Head and Neck Cancer
Head and neck cancer is not a single disease. It's a collection of cancers that begin in the mouth, throat, nose, voice box, sinuses, or even the tongue. These cancers most often begin in the cells that cover the moist surfaces of the head and neck region — such as the mouth or throat — and they can spread if they're not caught early.
Head and neck cancers are extremely prevalent in India, particularly among men. In fact, 1 in every 33 Indian men can develop it during their lifetime. All this is primarily due to chewing tobacco, smoking, alcohol consumption, or infection with HPV. That's why awareness is important.
the signs are
- A swelling or lump in the neck
- Difficulty swallowing
- Hoarseness or voice change
- A mouth ulcer or non-healing sore
- Ear pain or ringing sensation
- Blocked nose or recurrent nosebleeds
- A sore that just doesn't heal, especially inside the mouth
Patients may ignore these in the early stages, thinking it's just a throat infection or ulcer — but these small signs can be life-saving if caught early.
Now let's talk about the types of head and neck cancer you might come across in practice.

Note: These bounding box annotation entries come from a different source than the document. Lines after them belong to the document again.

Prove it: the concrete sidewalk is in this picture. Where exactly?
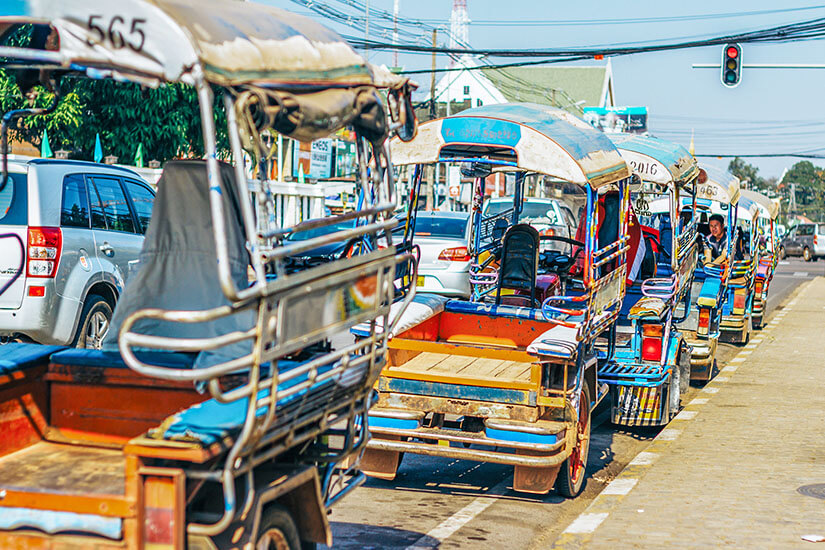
[555,277,825,550]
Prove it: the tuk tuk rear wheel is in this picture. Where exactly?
[556,383,590,498]
[255,504,301,550]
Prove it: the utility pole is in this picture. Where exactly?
[392,0,400,67]
[427,29,440,210]
[364,0,370,61]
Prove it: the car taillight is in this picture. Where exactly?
[26,227,63,278]
[438,246,470,262]
[642,325,662,361]
[698,308,710,335]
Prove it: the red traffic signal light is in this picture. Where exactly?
[722,44,742,88]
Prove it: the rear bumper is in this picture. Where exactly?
[367,409,570,468]
[0,279,81,345]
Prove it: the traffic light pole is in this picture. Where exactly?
[692,63,825,69]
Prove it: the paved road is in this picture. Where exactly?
[330,259,825,550]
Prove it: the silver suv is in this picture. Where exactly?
[0,155,155,348]
[779,223,825,262]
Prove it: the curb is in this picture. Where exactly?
[551,279,816,550]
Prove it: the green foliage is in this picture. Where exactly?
[0,71,228,164]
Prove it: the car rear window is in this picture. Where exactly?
[0,173,29,225]
[415,216,467,239]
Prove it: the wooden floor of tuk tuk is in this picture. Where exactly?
[390,352,532,382]
[0,441,126,495]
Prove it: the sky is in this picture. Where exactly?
[259,0,825,177]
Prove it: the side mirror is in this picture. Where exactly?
[461,162,493,178]
[387,84,418,142]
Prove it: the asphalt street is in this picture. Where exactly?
[330,259,825,550]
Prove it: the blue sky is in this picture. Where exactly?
[265,0,825,177]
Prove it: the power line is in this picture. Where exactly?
[350,18,825,58]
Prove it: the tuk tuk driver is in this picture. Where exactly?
[705,214,728,265]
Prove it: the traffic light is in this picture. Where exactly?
[722,44,742,88]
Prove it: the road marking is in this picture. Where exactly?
[656,428,682,441]
[602,477,639,496]
[405,481,508,550]
[563,512,608,534]
[628,451,659,466]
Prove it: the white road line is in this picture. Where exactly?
[656,428,682,441]
[628,451,659,466]
[405,480,508,550]
[602,478,639,496]
[564,512,608,535]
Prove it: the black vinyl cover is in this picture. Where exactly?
[103,160,255,368]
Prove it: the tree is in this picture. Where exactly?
[0,71,229,163]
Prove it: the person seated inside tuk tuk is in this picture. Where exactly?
[703,214,745,265]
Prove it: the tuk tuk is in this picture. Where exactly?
[742,189,779,330]
[719,198,759,344]
[599,134,700,426]
[0,0,416,550]
[677,166,739,383]
[357,103,630,497]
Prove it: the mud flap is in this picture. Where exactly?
[359,434,405,481]
[513,449,561,495]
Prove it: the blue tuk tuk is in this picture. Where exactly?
[357,104,630,497]
[678,166,740,383]
[599,134,700,426]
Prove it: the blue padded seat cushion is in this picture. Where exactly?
[444,300,546,321]
[162,360,337,446]
[0,342,66,374]
[52,348,197,369]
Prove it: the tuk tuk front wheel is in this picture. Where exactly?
[556,384,590,498]
[255,504,301,550]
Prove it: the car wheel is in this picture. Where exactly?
[72,294,112,349]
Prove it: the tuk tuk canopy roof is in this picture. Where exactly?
[610,134,699,185]
[390,103,630,189]
[742,189,779,220]
[0,0,392,88]
[696,165,739,205]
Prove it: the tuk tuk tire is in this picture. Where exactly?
[677,350,690,407]
[255,503,305,550]
[556,384,592,498]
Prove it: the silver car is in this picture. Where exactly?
[414,212,472,298]
[0,155,155,348]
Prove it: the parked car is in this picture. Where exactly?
[0,155,155,348]
[779,223,825,262]
[415,211,472,298]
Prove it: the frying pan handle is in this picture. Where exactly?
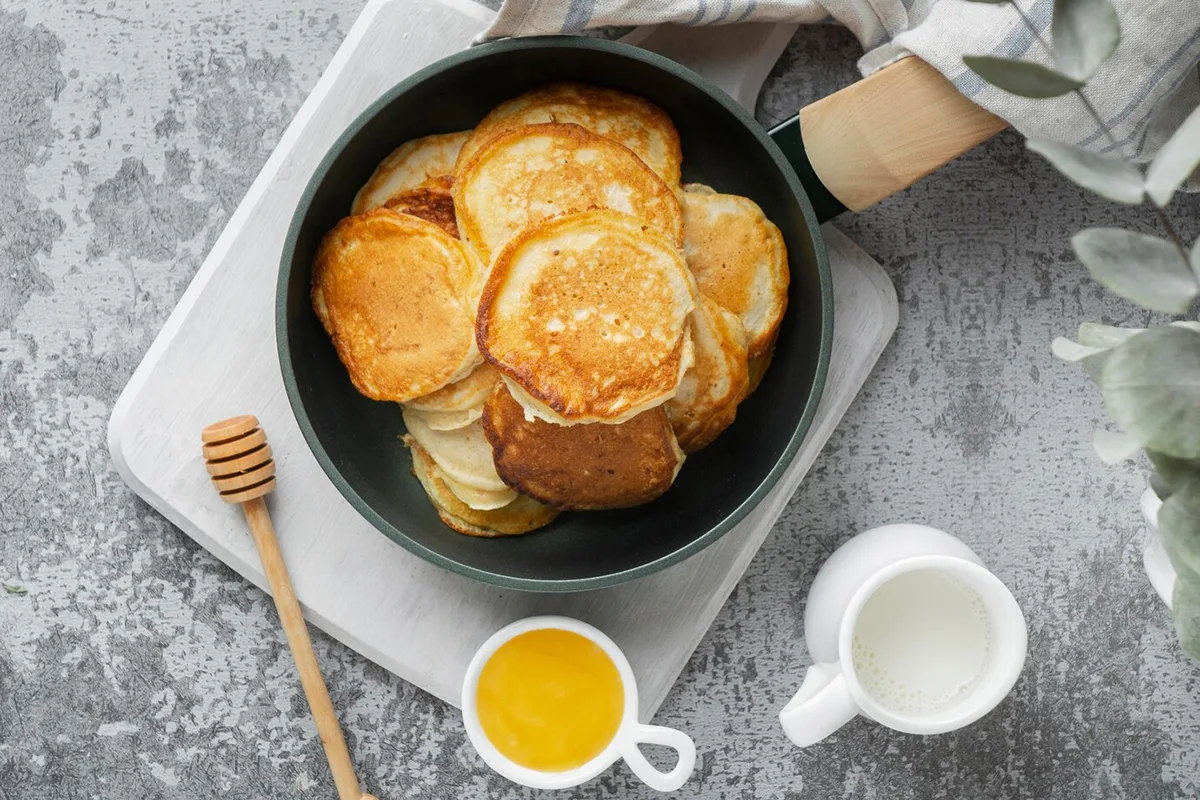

The most prevalent one is Squamous Cell Carcinoma. It occurs in approximately 90% of all head and neck cancers. It starts with the flat squamous cells that cover locations such as the mouth, throat, and larynx. Tobacco and alcohol use are the largest perpetrators of this type — particularly when used together.
Then there is Adenocarcinoma. This is less frequently occurring, and it accounts for some 5 to 10% of head and neck cancers. It begins in the glandular tissue, and its etiology may be due to HPV infection, previous radiation exposure, or — once again — smoking.
The other subtype is Cutaneous Squamous Cell Carcinoma, or cSCC. It is basically a skin cancer but can manifest in the head and neck area. Although it can begin on the surface, some of its subtypes can be aggressive in their behavior, depending on pathology.
And lastly, we have Lymphomas in this area — they constitute 5 to 10% of head and neck tumors. These originate from the lymphoid system, and we usually find them in association with Epstein-Barr Virus (EBV), chronic inflammation, or intense family history.
Let us learn about the Staging of Head and Neck Cancer
Stage 0 is when the cancer has not penetrated to the surface. It is still in the epithelial layer — that is, very early and not invasive into deeper tissues.
Stage 1 is a small, localized tumor — 2 centimeters or smaller, and no evidence of spread to lymph nodes or distant sites.
Stage 2 signifies that the tumor has increased in size — between 2 and 5 centimeters, but is yet to move from the initial location.
Stage 3 is where the tumor is either more than 4 centimeters in size, or has begun moving towards adjacent lymph nodes, usually on the same side of the Stage 4 is the most advanced. In this stage, the cancer might have spread from the local area — perhaps to other organs like the lungs, bones, or liver.
Now let's discuss grading, which informs us about how severe or quick-growing the cancer could be — depending on how the cells appear under a microscope.
Grade 1, or low-grade cancer, is very much like normal cells. These tumors are typically slow-growing and less aggressive.
Grade 2, or intermediate-grade, indicates the cells are more irregular. They grow faster than grade 1 but not as aggressively as grade 3.
Grade 3, or high-grade, means that the cancer cells appear very abnormal. These tumors will grow more quickly and are more likely to spread more quickly.